According to the dephosphorizing material of the present invention, by adding a mixture of a calcium aluminate-containing substance and calcium sulfate, the product production rate is improved, the dephosphorizing effect is increased in a short time, and the sustainability is improved. The effect that it can improve is produced. In the dephosphorizing material of the present invention, the mixing ratio between the calcium aluminate-containing substance and calcium sulfate is S
When the molar ratio of O ₃ / Al ₂ O ₃ is in the range of 1.0 to 2.0, an excellent commercialization rate can be obtained, and the dephosphorization effect is further improved and the durability is improved. .
Further, in the present invention, the addition ratio of the total amount of the calcium aluminate-containing substance and the calcium sulfate to the total amount of the calcareous raw material and the siliceous raw material is 100%.
When the amount is 5 to 30 parts by weight with respect to the parts by weight, an effect of further improving the productization rate, enabling autoclave curing in a short time, improving the dephosphorization effect, and improving the sustainability is exhibited.

[Brief description of the drawings]

FIG. 1 is a sectional view showing a batch experiment apparatus used in the present invention.
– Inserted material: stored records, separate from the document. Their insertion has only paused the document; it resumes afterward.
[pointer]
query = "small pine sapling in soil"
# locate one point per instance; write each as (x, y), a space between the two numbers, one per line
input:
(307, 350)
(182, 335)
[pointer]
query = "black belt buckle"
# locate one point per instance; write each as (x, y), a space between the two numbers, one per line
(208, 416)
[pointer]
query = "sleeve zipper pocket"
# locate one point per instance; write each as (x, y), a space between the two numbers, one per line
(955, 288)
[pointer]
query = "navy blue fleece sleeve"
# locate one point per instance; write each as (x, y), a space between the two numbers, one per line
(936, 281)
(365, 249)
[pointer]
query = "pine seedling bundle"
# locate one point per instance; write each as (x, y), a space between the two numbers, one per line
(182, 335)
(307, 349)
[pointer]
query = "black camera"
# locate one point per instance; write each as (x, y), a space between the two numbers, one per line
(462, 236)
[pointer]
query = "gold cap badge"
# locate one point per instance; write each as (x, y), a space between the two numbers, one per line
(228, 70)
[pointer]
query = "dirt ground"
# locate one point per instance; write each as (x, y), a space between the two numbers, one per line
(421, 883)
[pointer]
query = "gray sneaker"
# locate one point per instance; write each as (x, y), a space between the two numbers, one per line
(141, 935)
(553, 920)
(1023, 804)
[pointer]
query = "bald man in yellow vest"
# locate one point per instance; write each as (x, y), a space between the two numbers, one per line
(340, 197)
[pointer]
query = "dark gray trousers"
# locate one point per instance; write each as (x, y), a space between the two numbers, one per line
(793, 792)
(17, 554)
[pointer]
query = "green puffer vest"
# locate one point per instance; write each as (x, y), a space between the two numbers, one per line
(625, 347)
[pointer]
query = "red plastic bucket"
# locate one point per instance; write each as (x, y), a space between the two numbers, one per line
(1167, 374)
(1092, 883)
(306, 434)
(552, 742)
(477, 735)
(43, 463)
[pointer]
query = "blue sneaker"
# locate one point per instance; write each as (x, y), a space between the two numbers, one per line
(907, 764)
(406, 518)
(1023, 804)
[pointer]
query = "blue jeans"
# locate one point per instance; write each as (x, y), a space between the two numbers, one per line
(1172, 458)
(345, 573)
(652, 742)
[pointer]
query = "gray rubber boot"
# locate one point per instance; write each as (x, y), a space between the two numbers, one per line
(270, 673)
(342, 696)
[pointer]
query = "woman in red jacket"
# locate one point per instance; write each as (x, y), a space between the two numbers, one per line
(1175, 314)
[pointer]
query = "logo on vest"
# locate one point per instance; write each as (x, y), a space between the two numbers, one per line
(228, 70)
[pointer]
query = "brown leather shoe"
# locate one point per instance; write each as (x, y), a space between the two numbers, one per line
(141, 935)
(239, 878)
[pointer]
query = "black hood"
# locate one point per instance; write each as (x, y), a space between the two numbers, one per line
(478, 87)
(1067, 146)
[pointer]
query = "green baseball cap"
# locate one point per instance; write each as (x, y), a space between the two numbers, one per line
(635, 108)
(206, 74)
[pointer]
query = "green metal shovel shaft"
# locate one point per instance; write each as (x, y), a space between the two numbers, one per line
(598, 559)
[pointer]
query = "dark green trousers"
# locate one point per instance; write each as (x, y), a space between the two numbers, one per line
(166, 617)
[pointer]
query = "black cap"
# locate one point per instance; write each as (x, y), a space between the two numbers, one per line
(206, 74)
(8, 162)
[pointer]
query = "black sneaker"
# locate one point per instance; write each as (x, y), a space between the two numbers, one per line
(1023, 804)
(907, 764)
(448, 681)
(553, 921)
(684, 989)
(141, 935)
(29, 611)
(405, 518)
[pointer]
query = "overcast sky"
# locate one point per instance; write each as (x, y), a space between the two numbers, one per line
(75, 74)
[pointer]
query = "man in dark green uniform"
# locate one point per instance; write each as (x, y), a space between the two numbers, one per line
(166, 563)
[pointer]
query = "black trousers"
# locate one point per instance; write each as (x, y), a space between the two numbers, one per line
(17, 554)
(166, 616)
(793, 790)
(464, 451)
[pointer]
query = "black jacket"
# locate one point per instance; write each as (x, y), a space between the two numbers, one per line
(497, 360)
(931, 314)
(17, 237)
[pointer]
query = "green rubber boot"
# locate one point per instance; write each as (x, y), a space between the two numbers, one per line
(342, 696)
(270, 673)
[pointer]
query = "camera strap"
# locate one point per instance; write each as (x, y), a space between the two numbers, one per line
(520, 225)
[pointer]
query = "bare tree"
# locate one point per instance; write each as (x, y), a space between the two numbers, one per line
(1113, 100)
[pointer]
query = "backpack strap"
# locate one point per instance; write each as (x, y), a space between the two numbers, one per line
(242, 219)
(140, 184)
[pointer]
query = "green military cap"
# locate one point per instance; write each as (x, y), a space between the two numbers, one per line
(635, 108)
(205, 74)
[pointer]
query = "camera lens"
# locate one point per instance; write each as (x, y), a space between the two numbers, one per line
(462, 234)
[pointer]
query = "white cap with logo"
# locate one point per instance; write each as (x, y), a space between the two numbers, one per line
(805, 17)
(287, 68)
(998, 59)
FIG. 2 is a sectional view showing a continuous water flow experiment device used in the present invention.

[Explanation of symbols]

 1 Cylinder 2 Dephosphorizing material 3 Glass bead 4 Pump 5 Raw water 6 Treated water

 ──────────────────────────────────────────────────続 き Continuing on the front page (72) Inventor Yuichi Fukushima 1-297 Kitabukurocho, Omiya City, Saitama Prefecture Inside Ube-Mitsubishi Cement Research Institute Co., Ltd. (72) Katsumi Moriyama 1-10-2 Mai nori, Koga City, Fukuoka Prefecture (Reference) 4D024 AA04 AB12 BA11 BA13 BB01 4G066 AA17A AA20A AA30A AA30B AA47A AA73A AA75A BA26 CA41 DA08 FA02 FA12 FA21 FA26 FA37

Claims (4)

[Claims] 1. A granulated material obtained by adding water to a mixture of a calcareous raw material and a siliceous raw material and a total mixture of a calcium aluminate-containing substance and a calcium sulfate mixture, and subjecting the mixture to autoclave curing. Dephosphorizing material. 2. The mixing ratio between the calcium aluminate-containing substance and calcium sulfate is such that the molar ratio of SO ₃ / Al ₂ O ₃ is 1.0.
The dephosphorizing material according to claim 1, which is in a range of -2.0. 3. The calcium aluminate-containing substance is CA
(CaO.Al ₂ O ₃ ), C ₁₂ A ₇ (12CaO.7A)
_{l 2 O 3), C 11} A7 ( dephosphorization of claim 1 or claim 2, characterized in that the slag or alumina cement produced stainless steel during manufacture of a material containing a 11CaO · 7Al ₂ O ₃₎ Wood. 4. The addition ratio of the total amount of the calcium aluminate-containing substance and calcium sulfate to the total amount of the calcareous raw material and the siliceous raw material is 5 to 5 parts by weight based on 100 weight parts of the total amount of the calcareous raw material and the siliceous raw material. 4. The dephosphorizing material according to claim 1, wherein the amount is 30 parts by weight.